I like @isolated exactly because it takes a parameter. If Xcode could autocomplete in there I could see it being easier to learn, since you only need to remember isolated, which is used in other ways, and not all the types of isolation. Swift already has tons of keywords, so parameterizing one seems much nicer than creating slightly different variants. And I think your point in the example is well taken, dropping the @ would be confusing (at least, to anyone who knows the difference between parameter and type modifiers).

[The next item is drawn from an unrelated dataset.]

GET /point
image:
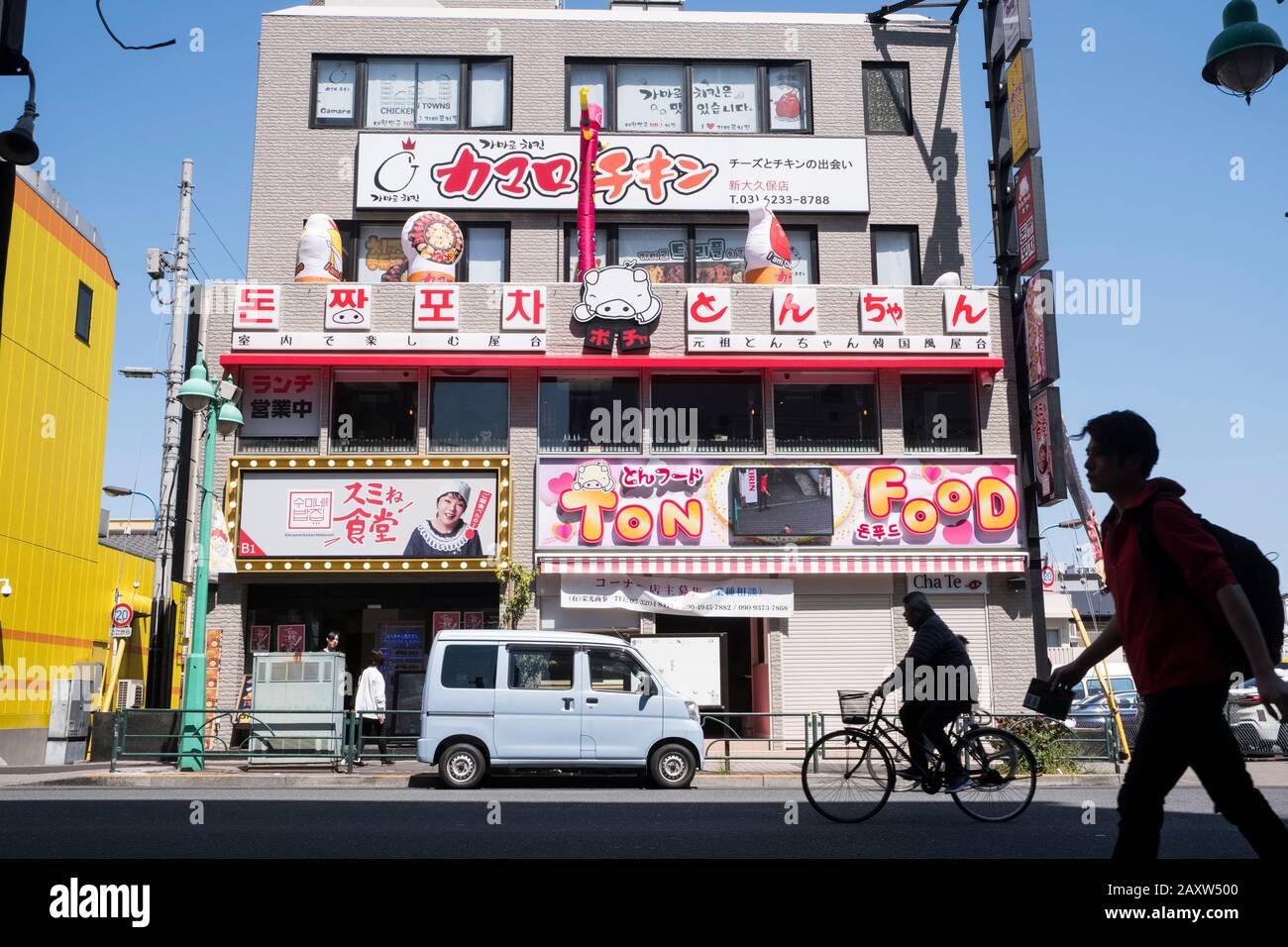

Hrm. Having this whole "zoo" of Isolated-suffixed new attributes is probably worse than the @-or-not confusion with @isolated. I suppose we could address this with tooling to help you add or remove the @ as appropriate.
Doug
I do like @isolated(any) exactly because it paves the way to value-dependent value isolation. And existing isolated-params, are a limited form of value-dependent isolation. So, IMO, in the long-term we should be aiming at depreciating isolated arguments, global actor attributes and other limited tools, with a more universal @isolated(arg) syntax.
E.g, func foo(param: isolated MyActor) should become @isolated(param) func foo(param: MyActor).
But this looks weird, because @isolated(param) refers to param before it was declared. So maybe this should be among effects, and not attributes?
func foo(param: MyActor) isolated(param) throws(MyError) async -> Bool {
…
}
I don't think it looks weird objectively; I think this is just something you'd get used to, easily. The function can only be isolated to one parameter (as far as I understand it?) so at most you have to remember one [parameter] name as you're reading left-to-right.
Putting it after is technically fine too, but makes the ergonomics harder because it's more awkward to line wrap after the parameter list.
Either way, I think this makes way more sense than the current isolated parameter modifier, as this isolation requirement is a function-level attribute, not a parameter-level attribute, and a particularly important one at that - so it makes a lot of sense to have it declared more prominently and in a more predictable place in the grammar.
I pulled down a recent development snapshot to take this for a spin, but even with the experimental feature enabled I can't seem to access the closure.isolated parameter. Is there a different syntax being used in the implementation?
it's not clear to me from the proposal in exactly which contexts one should expect that new value to be accessible, but the following appeared to work locally (4/21 dev snapshot):
let op: @isolated(any) () async -> Void = { @MainActor in
// ...
}
print(op.isolation ?? "nil") // Swift.MainActor
The syntax is .isolation, not .isolated. Does closure.isolation work for you?
Thakn you for the great discussion everyone, this proposal has been accepted with modification to remove @Sendable inference.